Essa ambiguidade no uso de “irmã” também se faz presente em Cântico dos Cânticos (CdC). Em diversos momentos o homem/amante[1] chama a mulher/amante de irmã, claramente com sentido sexual-afetivo, como em CdC 4:9-10: “Arrebataste-me o coração, minha irmã, noiva minha (…). Que belo é o teu amor, ó minha irmã, noiva minha (…)” (ARA). O amor do homem em CdC é dirigido à sua irmã, não no sentido literal incestuoso. A expressão “irmã” carregaria um sentido de profundo conhecimento e companheirismo, ainda que no sentido erótico. Já em CdC 8:8, por exemplo, ela é chamada de “irmã” por seus irmãos, em teoria, em uma relação realmente sanguínea.

 

Um segundo exemplo de ambiguidade, agora mais específico a CdC, é a incerteza quanto à realidade. Algumas passagens se parecem com sonhos ou fantasias, mas não há indicação direta de que se trata do relato de um sonho, como em outras partes da BH (Daniel 2, 4, 7, etc, por exemplo). Em CdC 3:1-5 e em 5:2-6:3 parece que a mulher está dormindo e sonha, mas não é possível afirmar isso com certeza.

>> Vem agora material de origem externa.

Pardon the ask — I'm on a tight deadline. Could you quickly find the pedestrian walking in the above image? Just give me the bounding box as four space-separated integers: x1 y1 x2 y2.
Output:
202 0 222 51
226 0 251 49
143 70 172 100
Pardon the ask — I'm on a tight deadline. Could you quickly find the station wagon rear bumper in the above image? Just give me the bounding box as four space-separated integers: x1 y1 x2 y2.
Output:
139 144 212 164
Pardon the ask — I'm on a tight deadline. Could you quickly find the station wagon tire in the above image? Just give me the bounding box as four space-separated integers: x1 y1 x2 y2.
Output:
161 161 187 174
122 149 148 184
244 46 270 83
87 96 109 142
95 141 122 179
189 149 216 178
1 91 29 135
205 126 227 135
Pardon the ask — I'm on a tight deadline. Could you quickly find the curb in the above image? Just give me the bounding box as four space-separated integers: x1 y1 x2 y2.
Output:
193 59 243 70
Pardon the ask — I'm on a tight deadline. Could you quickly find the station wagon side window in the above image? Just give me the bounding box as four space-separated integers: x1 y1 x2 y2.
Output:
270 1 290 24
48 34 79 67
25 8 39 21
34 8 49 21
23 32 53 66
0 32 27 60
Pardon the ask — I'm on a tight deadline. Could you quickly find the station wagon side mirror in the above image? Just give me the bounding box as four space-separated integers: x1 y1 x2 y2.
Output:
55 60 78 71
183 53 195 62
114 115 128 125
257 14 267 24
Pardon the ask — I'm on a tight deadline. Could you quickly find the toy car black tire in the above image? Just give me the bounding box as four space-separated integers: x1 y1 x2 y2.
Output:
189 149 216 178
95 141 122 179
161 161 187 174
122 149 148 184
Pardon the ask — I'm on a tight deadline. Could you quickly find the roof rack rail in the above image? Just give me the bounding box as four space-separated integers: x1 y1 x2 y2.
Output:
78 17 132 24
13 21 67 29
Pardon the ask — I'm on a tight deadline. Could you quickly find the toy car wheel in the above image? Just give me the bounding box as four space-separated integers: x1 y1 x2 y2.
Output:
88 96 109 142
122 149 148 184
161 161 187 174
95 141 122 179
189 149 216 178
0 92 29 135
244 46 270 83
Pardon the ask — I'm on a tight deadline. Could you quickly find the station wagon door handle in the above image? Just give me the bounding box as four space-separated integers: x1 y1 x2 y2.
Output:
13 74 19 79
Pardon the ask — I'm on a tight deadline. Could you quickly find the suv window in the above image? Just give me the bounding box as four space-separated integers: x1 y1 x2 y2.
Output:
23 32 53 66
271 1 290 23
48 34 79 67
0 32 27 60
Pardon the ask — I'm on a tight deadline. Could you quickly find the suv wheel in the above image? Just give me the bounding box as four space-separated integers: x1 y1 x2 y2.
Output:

Há nesses textos e em outros do livro, um clima de fantasia, com mudanças bruscas de um ambiente para outro, de uma realidade para outra, dando a nítida impressão de se tratar de um sonho. As próprias palavras também estão carregadas de ambiguidade, com duplos sentidos diversos e abundantes (ver textos #116 e #117 para alguns exemplos).

 

Yair Zakovitch afirmou: “Os poemas de Cântico dos Cânticos são charadas e uma charada pode ter mais de uma resposta.” A ambiguidade de Cântico dos Cânticos eleva o livro a um patamar de elegância e beleza ímpares e faz com que o leitor/intérprete mantenha a mente aberta para diversas possibilidades. Leitores que se contentarem com apenas uma leitura do texto perderão a beleza da mensagem e falharão em perceber o humor e a profundidade do conteúdo. 

 

Se a Bíblia toda fosse lida e apreciada da mesma forma como CdC deveria ser, a ambiguidade de certas passagens deixaria de ser um problema a ser resolvido e se tornaria uma característica a ser incorporada na existência religiosa. Toda a ambiguidade e a multiplicidade interpretativa aponta para uma realidade que, infelizmente, se tornou fantasia: o amor é maior que uma interpretação.